I just spent a few hours tracking down a massive memory leak in the Python code I’m working on for my current project. Running the code on even a single object would eat up 4 GB of memory in my computer, and that slowed the entire system down to the point that other programs were unusable, even if they didn’t crash outright. After fixing the memory leak, the memory usage stayed between 200-204 MB for the entire time the program was running.
As it turns out, the problem was that every loop was creating several plots, and (even though I was writing them to files) not closing them with a plt.clf() except after the end of the loop, which only affected the last plot object.
The gist of it is, there are only a few reasons for memory leaks in Python.
- There’s some object you are opening (repeatedly) but not closing.

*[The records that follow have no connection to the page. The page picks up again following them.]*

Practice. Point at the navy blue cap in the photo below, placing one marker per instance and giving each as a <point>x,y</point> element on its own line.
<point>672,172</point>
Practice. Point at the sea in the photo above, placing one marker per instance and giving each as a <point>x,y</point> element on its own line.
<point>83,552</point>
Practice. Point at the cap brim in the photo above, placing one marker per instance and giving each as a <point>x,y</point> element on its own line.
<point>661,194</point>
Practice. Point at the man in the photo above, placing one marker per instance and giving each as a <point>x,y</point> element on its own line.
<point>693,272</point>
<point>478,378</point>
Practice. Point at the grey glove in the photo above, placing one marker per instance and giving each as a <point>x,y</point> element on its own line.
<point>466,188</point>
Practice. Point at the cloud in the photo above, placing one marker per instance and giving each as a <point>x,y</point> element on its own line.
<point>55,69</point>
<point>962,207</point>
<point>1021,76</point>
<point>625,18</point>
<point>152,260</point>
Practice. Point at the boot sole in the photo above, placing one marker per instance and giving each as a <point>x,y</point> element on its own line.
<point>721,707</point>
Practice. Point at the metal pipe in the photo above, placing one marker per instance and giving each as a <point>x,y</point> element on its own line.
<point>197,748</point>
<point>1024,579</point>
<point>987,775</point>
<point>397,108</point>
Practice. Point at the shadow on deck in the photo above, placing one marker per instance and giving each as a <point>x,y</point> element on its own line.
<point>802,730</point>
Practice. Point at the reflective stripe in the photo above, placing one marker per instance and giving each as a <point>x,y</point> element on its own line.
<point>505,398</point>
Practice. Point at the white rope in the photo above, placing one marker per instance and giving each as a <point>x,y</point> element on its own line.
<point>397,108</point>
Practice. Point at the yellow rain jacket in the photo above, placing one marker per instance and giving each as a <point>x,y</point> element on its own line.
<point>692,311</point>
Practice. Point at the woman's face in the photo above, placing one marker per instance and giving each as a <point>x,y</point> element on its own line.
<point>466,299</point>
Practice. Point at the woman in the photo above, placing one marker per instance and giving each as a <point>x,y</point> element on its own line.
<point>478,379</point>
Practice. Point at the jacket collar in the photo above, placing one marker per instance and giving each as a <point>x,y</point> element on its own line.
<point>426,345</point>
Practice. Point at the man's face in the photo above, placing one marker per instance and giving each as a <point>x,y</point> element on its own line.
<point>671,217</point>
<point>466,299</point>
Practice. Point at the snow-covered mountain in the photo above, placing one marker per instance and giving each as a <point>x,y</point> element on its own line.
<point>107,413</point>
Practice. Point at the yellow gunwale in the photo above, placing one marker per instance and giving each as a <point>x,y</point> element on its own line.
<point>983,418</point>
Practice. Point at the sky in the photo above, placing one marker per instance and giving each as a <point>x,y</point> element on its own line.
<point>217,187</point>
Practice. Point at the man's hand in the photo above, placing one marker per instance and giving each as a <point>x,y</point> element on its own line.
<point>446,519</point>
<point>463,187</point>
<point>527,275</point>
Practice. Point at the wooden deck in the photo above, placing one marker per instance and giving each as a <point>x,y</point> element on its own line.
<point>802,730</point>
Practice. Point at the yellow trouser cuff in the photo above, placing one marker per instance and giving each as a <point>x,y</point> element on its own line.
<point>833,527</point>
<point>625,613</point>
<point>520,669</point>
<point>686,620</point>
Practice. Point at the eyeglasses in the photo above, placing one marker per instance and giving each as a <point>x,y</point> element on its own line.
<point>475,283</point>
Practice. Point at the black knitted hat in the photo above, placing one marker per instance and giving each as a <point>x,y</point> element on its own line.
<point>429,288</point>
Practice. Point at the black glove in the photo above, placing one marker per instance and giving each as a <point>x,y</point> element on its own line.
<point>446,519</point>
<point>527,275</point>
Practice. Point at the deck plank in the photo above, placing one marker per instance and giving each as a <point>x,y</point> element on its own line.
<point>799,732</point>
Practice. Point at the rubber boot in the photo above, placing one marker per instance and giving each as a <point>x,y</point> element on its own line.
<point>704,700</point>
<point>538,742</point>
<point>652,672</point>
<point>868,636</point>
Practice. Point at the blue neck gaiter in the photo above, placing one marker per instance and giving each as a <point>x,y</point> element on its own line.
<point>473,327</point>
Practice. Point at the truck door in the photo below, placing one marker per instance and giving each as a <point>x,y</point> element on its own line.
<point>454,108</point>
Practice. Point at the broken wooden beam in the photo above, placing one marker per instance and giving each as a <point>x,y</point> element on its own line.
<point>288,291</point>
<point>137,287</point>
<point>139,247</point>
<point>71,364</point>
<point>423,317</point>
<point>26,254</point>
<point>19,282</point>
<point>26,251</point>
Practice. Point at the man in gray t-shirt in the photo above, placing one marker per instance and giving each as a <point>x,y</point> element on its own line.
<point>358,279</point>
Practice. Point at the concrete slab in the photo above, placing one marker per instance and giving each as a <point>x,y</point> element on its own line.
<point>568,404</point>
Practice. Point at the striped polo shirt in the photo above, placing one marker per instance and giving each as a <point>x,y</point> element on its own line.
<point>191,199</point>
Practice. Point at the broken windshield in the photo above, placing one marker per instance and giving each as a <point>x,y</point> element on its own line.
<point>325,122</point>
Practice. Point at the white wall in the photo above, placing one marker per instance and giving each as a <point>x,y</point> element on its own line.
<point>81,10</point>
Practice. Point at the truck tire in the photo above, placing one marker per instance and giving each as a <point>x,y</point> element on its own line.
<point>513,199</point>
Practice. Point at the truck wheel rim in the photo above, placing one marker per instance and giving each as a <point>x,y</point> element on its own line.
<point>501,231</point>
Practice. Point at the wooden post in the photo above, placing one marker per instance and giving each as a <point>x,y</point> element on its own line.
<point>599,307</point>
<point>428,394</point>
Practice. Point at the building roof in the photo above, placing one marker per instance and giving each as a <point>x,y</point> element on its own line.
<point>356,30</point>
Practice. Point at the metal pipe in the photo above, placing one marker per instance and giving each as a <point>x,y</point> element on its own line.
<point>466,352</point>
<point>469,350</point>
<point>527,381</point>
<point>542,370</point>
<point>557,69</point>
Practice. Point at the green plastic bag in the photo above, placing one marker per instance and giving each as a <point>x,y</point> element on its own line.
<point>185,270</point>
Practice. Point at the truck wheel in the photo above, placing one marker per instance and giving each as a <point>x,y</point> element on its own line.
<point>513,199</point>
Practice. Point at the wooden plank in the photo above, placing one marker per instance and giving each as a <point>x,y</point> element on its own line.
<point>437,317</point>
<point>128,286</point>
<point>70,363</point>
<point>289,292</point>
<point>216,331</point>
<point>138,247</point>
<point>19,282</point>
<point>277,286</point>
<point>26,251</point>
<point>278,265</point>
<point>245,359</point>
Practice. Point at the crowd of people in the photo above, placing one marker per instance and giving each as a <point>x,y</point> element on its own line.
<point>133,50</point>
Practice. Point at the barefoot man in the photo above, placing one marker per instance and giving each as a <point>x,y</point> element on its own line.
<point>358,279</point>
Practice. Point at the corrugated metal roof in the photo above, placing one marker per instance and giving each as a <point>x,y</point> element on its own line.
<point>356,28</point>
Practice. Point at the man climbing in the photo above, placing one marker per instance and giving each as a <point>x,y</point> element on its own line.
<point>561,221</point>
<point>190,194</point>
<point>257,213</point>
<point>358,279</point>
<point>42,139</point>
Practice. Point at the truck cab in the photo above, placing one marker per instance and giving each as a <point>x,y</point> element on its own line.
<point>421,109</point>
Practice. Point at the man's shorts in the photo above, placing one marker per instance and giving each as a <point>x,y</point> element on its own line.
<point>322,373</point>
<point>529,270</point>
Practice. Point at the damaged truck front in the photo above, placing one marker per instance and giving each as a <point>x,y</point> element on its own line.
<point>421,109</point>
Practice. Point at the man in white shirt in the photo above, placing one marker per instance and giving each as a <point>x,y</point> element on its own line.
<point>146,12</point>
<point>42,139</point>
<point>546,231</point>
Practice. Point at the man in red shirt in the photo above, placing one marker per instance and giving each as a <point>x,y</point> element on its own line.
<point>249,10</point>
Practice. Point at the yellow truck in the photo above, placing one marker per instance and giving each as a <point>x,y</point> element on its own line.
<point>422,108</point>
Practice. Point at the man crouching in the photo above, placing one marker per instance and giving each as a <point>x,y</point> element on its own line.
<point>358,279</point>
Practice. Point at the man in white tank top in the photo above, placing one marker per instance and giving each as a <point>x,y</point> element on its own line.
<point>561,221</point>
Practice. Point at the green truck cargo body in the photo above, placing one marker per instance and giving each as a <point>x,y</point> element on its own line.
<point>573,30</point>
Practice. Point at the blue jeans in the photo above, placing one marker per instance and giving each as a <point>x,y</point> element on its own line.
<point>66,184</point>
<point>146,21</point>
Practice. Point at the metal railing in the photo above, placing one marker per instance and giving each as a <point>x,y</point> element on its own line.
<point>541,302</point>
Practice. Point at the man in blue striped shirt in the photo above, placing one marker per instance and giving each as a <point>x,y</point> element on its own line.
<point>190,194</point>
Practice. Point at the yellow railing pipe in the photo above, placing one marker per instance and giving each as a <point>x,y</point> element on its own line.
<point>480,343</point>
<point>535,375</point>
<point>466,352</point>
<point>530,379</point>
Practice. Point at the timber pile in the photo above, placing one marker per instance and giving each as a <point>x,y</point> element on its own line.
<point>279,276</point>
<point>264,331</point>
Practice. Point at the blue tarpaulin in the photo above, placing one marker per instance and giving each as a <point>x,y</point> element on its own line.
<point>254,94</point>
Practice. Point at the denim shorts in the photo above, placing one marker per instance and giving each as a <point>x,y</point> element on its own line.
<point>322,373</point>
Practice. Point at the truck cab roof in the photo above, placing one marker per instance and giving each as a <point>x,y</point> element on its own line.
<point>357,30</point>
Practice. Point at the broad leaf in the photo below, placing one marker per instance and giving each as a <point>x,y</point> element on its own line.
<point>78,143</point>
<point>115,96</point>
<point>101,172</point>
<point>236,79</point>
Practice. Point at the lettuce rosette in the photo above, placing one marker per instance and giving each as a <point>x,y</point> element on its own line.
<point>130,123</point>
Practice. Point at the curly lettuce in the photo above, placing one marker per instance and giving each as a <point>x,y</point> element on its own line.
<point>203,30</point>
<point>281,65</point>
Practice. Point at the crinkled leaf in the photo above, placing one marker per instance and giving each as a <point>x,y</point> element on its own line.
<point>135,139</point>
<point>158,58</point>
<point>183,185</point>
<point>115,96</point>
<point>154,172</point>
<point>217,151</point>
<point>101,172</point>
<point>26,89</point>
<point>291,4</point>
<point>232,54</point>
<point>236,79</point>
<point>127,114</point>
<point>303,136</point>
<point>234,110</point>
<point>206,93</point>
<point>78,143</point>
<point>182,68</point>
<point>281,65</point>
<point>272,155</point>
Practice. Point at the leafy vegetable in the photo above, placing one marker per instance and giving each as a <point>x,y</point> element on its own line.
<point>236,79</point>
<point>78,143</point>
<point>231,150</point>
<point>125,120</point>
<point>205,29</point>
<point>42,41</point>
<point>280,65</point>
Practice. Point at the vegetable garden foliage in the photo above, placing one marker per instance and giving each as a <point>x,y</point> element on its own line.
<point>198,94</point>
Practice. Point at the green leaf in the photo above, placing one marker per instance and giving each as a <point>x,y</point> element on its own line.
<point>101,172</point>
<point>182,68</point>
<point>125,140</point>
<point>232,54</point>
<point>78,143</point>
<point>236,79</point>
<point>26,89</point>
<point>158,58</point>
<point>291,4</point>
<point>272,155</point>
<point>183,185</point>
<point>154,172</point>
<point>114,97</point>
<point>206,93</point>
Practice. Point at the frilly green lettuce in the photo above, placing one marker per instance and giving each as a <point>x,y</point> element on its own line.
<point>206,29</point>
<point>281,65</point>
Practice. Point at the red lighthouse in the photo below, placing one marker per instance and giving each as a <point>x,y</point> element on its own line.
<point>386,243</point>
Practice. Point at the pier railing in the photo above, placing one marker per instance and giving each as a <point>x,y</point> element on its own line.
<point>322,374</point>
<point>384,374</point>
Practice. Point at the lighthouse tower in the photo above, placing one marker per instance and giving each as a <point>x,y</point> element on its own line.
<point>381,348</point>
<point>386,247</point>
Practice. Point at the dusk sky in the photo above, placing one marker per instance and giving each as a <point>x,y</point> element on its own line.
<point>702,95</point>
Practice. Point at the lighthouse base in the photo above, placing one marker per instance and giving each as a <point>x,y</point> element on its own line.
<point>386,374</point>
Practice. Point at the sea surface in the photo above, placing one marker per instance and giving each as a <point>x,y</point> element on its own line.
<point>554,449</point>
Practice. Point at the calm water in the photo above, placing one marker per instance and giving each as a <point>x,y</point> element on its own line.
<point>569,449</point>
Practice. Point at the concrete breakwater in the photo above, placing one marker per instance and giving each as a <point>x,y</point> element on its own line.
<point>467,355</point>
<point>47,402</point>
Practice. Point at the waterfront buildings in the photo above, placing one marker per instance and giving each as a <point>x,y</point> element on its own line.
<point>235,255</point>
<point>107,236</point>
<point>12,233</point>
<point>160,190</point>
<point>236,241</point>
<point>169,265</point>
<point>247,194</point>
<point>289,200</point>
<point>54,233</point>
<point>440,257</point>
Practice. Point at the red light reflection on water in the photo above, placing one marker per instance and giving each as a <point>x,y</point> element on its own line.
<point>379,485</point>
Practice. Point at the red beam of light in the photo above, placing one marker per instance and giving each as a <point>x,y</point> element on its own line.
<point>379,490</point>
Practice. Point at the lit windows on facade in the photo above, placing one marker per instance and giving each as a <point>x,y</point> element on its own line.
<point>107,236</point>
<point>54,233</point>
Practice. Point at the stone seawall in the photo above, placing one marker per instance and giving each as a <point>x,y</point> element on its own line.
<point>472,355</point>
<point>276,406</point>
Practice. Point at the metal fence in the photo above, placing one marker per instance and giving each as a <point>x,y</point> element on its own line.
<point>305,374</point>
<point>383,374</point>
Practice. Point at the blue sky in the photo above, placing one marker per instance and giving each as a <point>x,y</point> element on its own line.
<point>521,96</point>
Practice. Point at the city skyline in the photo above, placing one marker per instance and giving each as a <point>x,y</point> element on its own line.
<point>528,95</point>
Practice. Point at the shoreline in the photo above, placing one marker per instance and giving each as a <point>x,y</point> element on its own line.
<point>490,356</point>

- You are repeatedly adding data to a list/dict and not removing the old data. (for instance, if you’re appending data to an array instead of replacing the array)
- There’s a memory leak in one of the libraries you’re calling. (unlikely)
I haven’t successfully tried the methods listed in the above link (they seem to be for heavier-duty programming than we use) but that first reason is likely to be a problem for BDNYC: We open plot figures, we open the BDNYC database, we open .fits files with astropy… remember to close things properly.
For the record, this seems to be the correct sequence for making a matplotlib plot:
fig = pyplot.figure(1) ax = fig.add_subplot(111) # or fig.add_axes() ax.plot(<blah>) ax.set_xlabel(<label>) (...) fig.savefig(<filename>) fig.clf() pyplot.close()
That last line was completely new to me, but is apparently necessary if you do it this way. Matplotlib works without creating a figure, adding axes to a figure, and then adding plot commands to the axis… but if used this way, you can actually edit multiple figures and their subplots at the same time — just specify which axis variable you want to add the plot element to. To my knowledge, this is a clear advantage over IDL: IDL can only operate on one plot at a time; trying to open a new one closes the old one.